お医者さまの取扱説明書 総合内科医の尾藤誠司先生に、患者と医師の良好コミュニケーション術を教わります。
記事一覧はこちら>> お医者さまと患者・家族が適度な距離感を保つことが、良好コミュニケーションの基本です。 総合内科医の尾藤誠司先生が、お医者さまとのおつきあい術を伝授。まずは、かかりつけ医とはどのような存在かを教わります。

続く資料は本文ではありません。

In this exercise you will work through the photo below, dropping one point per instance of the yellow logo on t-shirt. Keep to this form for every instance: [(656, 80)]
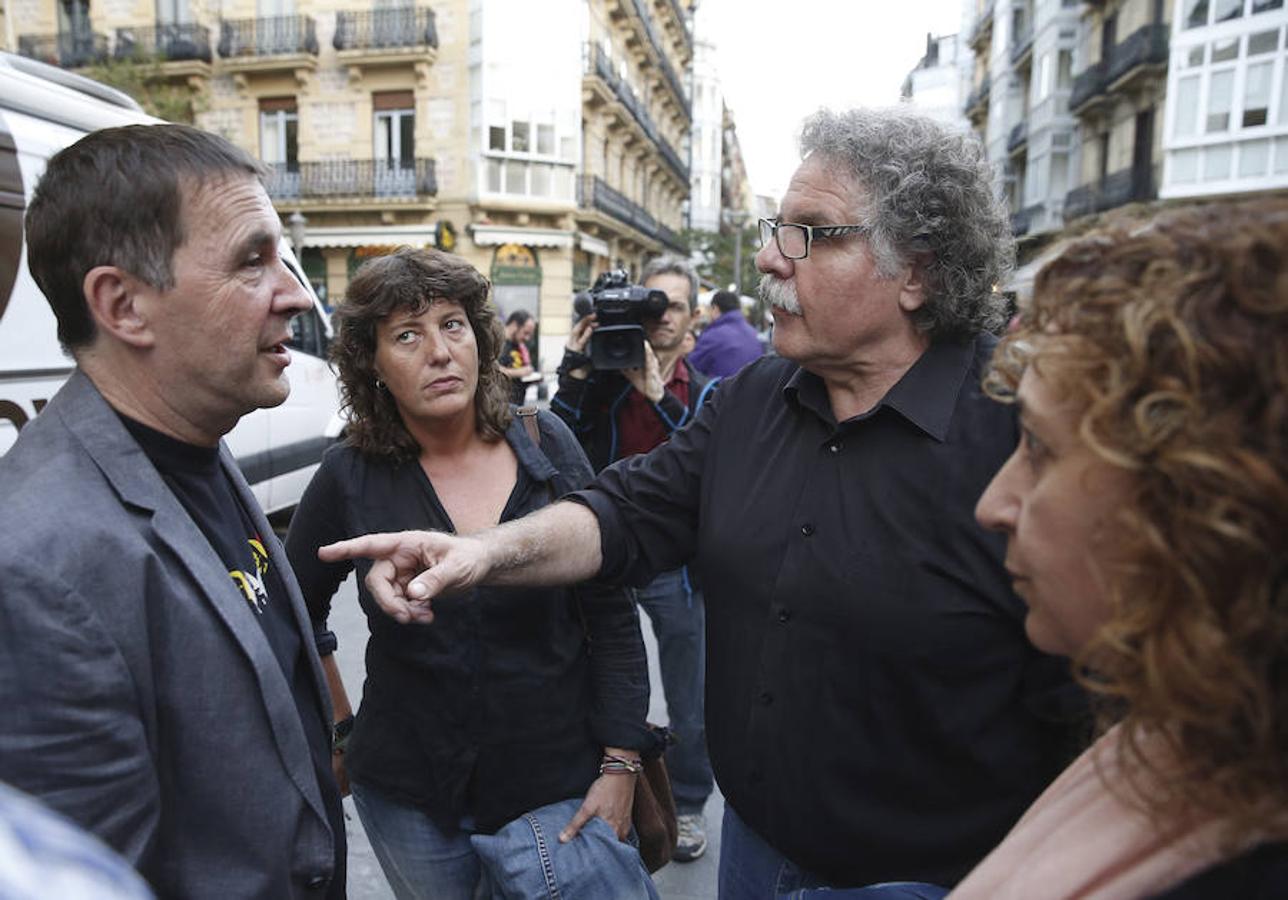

尾藤誠司(びとう・せいじ)先生1965年、愛知県生まれ。岐阜大学医学部卒業後、国立長崎中央病院、国立東京第二病院(現・東京医療センター)、国立佐渡療養所に勤務。95年〜97年UCLAに留学し、臨床疫学を学び、医療と社会とのかかわりを研究。総合内科医として東京医療センターでの診療、研修医の教育、医師・看護師の臨床研究の支援、診療の質の向上を目指す事業にかかわる。著書に『「医師アタマ」との付き合い方』(中公新書ラクレ)、『医者の言うことは話半分でいい』(PHP)ほか。かかりつけ医は何でも広〜く相談できる“健康の門番”です
高血圧で糖尿病、そのうえ風邪をひき、花粉症で目がかゆく、皮膚には湿疹、慌てて転んで擦りむいた傷が化膿。気がつけば、カレンダーは通院予定でぎっしり、財布の中は診察券でパンパン......。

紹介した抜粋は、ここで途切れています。